As autoridades espanholas também têm encenado com clareza, e contundência, a sua vontade de exercer, sem nenhum tipo de hesitação, o poder que a sua lei lhes outorga. As leis, que nascem dentro dum determinado anel, são feitas em benefício das elites que controlam o mesmo. Mas o anel de poder espanhol e as suas leis acabam, também, onde começa o anel de poder Europeu, que à sua vez cria as leis necessárias para a prevalência e sobrevivência das elites da Europa central e do Norte. No entanto, o anel de poder europeu começa a enfraquecer onde, não por casualidade, surge o anel de poder global, controlado e dominado pelas elites atlânticas (anglo-saxónicas). Essas elites atlânticas impõem vassalagem aos exércitos europeus através do comando unificado da NATO, dirigido pelas autoridades norte-americanas, em estreita colaboração com o poder britânico. Por sua vez, o poder global impõe à Europa a política económica (em favor das finanças globais, com sede em Londres e Wall Street); assim como um tratado de livre comércio a assinar em breve neste mês de Outubro, onde na prática a Europa ficará definitivamente encaixada dentro do Império Ocidental.

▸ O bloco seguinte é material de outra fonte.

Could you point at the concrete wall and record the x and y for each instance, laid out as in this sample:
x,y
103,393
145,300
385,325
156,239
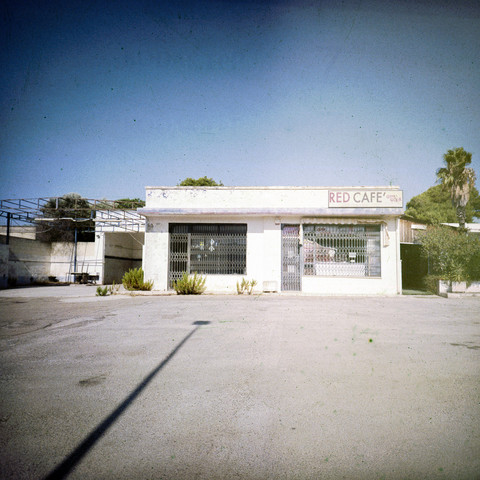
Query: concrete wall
x,y
4,252
28,261
272,197
62,260
123,251
25,231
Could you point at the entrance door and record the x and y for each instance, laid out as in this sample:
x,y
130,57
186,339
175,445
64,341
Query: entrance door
x,y
291,268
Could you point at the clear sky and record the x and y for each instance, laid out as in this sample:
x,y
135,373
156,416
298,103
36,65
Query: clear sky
x,y
103,98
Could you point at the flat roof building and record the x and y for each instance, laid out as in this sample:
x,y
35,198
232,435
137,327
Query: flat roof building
x,y
319,240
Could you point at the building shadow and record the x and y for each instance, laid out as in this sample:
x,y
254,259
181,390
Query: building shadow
x,y
64,468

Daí que a Catalunya tentasse, sem muito sucesso, contornar o anel de poder Espanhol, criando uma série de alianças, dentro da Europa e do Império Ocidental, que lhe permitissem de algum modo criar uma acomodação com a Espanha.

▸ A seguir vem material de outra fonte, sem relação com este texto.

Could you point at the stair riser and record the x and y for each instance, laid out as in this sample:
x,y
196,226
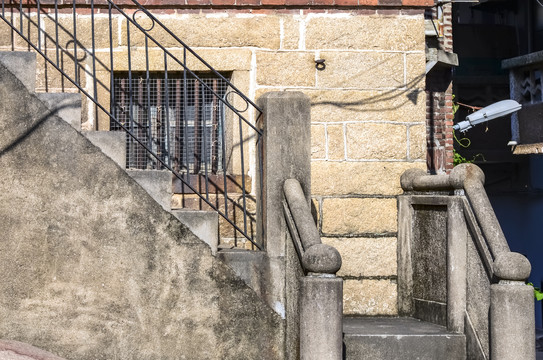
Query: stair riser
x,y
405,347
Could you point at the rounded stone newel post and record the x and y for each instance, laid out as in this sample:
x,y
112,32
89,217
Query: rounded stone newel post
x,y
512,322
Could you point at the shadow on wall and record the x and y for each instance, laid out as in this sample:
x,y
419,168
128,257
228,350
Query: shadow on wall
x,y
520,218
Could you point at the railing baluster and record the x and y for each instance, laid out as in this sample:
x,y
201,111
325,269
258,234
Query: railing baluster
x,y
39,23
185,118
204,141
167,94
130,114
244,195
112,104
76,60
21,16
224,165
148,160
94,82
56,33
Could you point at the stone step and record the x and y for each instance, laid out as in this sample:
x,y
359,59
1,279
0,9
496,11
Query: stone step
x,y
112,143
204,224
65,105
22,64
400,338
157,183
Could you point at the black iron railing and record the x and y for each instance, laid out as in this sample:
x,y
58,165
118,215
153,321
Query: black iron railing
x,y
196,124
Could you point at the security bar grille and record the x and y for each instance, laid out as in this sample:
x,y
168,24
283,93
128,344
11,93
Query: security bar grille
x,y
182,122
166,127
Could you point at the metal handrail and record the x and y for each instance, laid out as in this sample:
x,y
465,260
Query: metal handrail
x,y
242,115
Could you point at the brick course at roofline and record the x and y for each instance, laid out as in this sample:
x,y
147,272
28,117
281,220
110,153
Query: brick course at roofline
x,y
169,3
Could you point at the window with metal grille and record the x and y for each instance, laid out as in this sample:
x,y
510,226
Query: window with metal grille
x,y
179,118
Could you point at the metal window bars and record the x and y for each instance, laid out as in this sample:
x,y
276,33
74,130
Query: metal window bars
x,y
188,138
198,124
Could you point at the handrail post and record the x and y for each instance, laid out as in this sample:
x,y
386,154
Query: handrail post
x,y
512,320
321,292
321,317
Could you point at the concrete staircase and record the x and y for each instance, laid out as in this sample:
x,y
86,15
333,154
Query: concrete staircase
x,y
400,338
94,264
230,307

Mas nestes tempos de confronto planetário (e corrida pelos recursos), na luta pela supremacia hegemónica global, tanto a União Europeia como o Império Ocidental preferem consolidar o novo modelo de Estado mínimo (mas unido), governado na sombra pelo poder das finanças que, desde a criação do Banco Central Europeu (à imagem da FED Norte-americana, criada em 1913), consolidou definitivamente o poder bancário por cima do poder governamental. Isto fizo-se ao negar aos estados financiamento direto através do BCE e, obrigando-os a viverem dependentes do financiamento privado das entidades bancárias; que, estas sim, por um acaso, recebem financiamentos, quase de graça, através da política de juros, próximos a zero, que o mesmo banco central europeu lhes outorga…

Foi incentivado assim um negócio redondo paras as entidades bancarias, que podem comprar dívida soberana a juros muitos mais altos, à vez que os governos estatais têm de apertar cada vez mais as suas populações (e privatizar o património público, isto é, de todos os seus cidadãos) em beneficio dumas pequenas elites que escondem as suas cabeças baixo o eufemístico invento das palavras de ordem do “Deus Mercado” (cujos oráculos, nos diferentes parques bolsistas, e os seus sequazes das agências de qualificação internacional atuam, em realidade, como verdadeiros exércitos em guerra capazes de ruir por completo um país e entregar os seus despojos ao FMI e à temida Troika, que em realidade não são mais que agentes encarregados de assegurar a rendição do vencido Estado e a entrega à mãos do capital transnacional de toda a riqueza do país demolido). Assim aconteceu em Irlanda, Grécia, Portugal… e está agora a acontecer na Ucrânia das guerras intermináveis.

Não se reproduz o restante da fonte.